Data Frame Manipulation
Overview
Teaching: 10 min
Exercises: 10 minQuestions
Data-frames. What are they, and how to manage them?
Objectives
Understand what is a data-frame and learn to manipulate it.
Data-frames: The power of interdisciplinarity
Data-frames are the powerful data structures in R. Let’s begin by creating a mock data set:
> musician <- data.frame(people = c("Medtner", "Radwimps", "Shakira"),
pieces = c(722,187,68),
likes = c(0,1,1))
> musician
The content of our new object:
people pieces likes
1 Medtner 722 0
2 Radwimps 187 1
3 Shakira 68 1
We have just created our first data-frame. We can see if this is true using the class()
command:
> class(musician)
[1] "data.frame"
A data-frame is a collection of vectors (i.e. a list) whose components must be of the same data type within each vector:
Figure 3. Structure of the created data-frame.
We can begin to explore our new object by pulling out columns using the $
operator. In order to use it,
you need to write the name of your data-frame, followed by the $
operator and the name of the column
you want to extract:
> musician$people
[1] "Medtner" "Radwimps" "Shakira"
We can do operations with the columns:
> musician$pieces + 20
[1] 742 207 88
Moreover, we can change the data type of one of the columns. Using the next line of code we can see if the musicians are popular or not:
> typeof(musician$likes)
[1] "double"
> musician$likes <- as.logical(musician$likes)
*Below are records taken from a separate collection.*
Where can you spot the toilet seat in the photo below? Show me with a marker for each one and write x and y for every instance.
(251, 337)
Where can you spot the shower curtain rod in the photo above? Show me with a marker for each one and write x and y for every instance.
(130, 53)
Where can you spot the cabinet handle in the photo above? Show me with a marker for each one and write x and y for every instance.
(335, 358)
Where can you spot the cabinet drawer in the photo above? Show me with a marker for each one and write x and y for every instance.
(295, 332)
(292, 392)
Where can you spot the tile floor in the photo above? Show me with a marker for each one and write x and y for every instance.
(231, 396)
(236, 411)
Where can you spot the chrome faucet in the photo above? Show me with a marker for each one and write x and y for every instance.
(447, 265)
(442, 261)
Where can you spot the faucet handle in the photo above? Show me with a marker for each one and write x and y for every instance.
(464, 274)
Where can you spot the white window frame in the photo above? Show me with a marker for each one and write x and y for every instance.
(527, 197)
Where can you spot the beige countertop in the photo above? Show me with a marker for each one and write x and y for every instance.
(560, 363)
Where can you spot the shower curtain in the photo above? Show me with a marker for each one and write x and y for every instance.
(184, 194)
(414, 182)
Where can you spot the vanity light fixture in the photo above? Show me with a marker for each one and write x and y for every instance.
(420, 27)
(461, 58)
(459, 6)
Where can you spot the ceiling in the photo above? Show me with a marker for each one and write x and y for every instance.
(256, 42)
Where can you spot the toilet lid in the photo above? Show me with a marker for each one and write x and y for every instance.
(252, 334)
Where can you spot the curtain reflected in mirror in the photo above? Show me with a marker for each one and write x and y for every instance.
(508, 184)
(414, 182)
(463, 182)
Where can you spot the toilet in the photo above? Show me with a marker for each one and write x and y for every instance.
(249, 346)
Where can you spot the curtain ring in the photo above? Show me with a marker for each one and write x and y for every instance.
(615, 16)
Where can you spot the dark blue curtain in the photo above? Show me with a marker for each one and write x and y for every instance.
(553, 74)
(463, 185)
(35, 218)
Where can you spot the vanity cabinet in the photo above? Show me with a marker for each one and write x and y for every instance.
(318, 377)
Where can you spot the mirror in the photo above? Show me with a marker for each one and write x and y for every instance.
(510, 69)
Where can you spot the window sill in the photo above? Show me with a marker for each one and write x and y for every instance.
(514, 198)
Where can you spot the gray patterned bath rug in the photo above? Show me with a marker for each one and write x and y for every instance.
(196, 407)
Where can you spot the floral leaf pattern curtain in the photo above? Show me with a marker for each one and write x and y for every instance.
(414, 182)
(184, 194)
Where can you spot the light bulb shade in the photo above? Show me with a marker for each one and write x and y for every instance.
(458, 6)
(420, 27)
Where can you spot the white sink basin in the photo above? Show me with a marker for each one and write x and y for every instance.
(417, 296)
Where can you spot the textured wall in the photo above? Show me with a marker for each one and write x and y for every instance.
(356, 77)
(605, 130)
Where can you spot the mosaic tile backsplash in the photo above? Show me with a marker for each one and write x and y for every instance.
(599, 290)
> paste("Is",musician$people, "popular? :", musician$likes, sep = " ")
[1] "Is Medtner popular? : FALSE" "Is Radwimps popular? : TRUE" "Is Shakira popular? : TRUE"
Finally, we can extract information from a specific place in our data by using the “matrix” nomenclature [-,-]
,
where the first number inside the brackets specifies the row number, and the second the column number:
Figure 4. Extraction of specific data in a data-frame and a matrix.
> musician[1,2] # The number of pieces that Nikolai Medtner composed
[1] 722
We can also call for that data by calling the column by it’s name
> musician[1,"pieces"] # The number of pieces that Nikolai Medtner composed
[1] 722
Exercise 2:
Complete the lines of code to obtain the required information
Code Information required > musician[__,__] Pieces composed by Shakira > (musician____)_2 Pieces composed by all musicians if they were half of productive (The half of their actual pieces) > musician$___ <- c(,,___) Redefine the likes
column to make all the musicians popular!がんばって! (ganbatte; good luck):
Solution
Code Information required > musician[3,”pieces”] Pieces composed by Shakira > (musician$pieces)/2 Pieces composed by all musicians if they were half of productive (The half of their actual pieces) > musician$likes <- c(“TRUE”,”TRUE”,”TRUE”) Redefine the likes
columne to make all the musicians popular!
Key Points
Data-frames contain multiple columns with different types of data.